Les études montrent que la rumination consomme des ressources attentionnelles précieuses. Lorsque le cerveau est occupé à traiter des regrets, il mobilise des capacités de traitement qui seraient normalement allouées à la résolution de problèmes immédiats ou à l'apprentissage.
Ce qui se passe dans le cerveau
Le conflit entre regret et concentration peut être observé à travers l'interaction entre deux réseaux neuronaux majeurs : le Réseau du Mode par Défaut (DMN) et le Réseau Positif de la Tâche (TPN). Le DMN est actif lors des pensées erratiques et de la rumination ; le TPN, lui, est sollicité lors d'une concentration intense. Un état de regret chronique maintient une activité élevée du DMN, rendant difficile l'accès aux états de haute performance cognitive.
Sur le plan neurochimique, le passage vers un état de flow implique une modulation précise des neurotransmetteurs (dopamine, noradrénaline) qui favorisent la focalisation. La rumination, en revanche, maintient le système limbique dans une boucle d'alerte liée à l'anxiété, ce qui peut fragmenter l'attention et empêcher la synchronisation neuronale nécessaire au flow.

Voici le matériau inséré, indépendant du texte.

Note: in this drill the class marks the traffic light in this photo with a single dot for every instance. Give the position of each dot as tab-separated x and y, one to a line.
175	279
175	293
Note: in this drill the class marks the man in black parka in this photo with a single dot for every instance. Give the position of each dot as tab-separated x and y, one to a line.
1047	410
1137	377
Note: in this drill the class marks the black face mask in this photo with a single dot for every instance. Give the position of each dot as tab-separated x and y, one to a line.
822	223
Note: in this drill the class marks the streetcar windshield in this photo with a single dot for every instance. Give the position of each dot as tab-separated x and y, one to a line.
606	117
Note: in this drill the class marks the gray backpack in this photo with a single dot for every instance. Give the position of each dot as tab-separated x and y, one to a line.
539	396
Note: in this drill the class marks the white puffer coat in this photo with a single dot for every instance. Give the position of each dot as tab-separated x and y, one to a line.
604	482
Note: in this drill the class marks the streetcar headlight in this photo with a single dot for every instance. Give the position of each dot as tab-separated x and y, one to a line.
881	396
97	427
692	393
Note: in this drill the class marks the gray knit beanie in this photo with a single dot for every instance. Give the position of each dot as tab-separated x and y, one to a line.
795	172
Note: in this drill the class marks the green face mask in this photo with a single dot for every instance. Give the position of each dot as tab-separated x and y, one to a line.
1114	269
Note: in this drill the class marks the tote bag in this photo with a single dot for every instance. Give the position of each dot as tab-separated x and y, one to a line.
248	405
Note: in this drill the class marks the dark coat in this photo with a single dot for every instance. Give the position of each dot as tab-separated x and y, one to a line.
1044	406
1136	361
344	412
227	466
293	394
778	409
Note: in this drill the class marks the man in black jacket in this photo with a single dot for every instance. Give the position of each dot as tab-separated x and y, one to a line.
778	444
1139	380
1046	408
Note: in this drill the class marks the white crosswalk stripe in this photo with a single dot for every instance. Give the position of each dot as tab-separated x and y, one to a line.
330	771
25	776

Les conditions qui favorisent cet état
La recherche en neurosciences suggère que pour favoriser une transition vers des états de concentration, le cerveau nécessite des objectifs clairs et un feedback immédiat. Ces éléments permettent d'ancrer l'attention dans le présent, limitant ainsi les incursions du DMN liées aux regrets.
L'environnement joue également un rôle : une réduction des distracteurs environnementaux permet au système nerveux de stabiliser ses ressources attentionnelles. En structurant l'activité pour qu'elle corresponde aux capacités cognitives actuelles, on favorise la stabilité des réseaux neuronaux impliqués dans la concentration.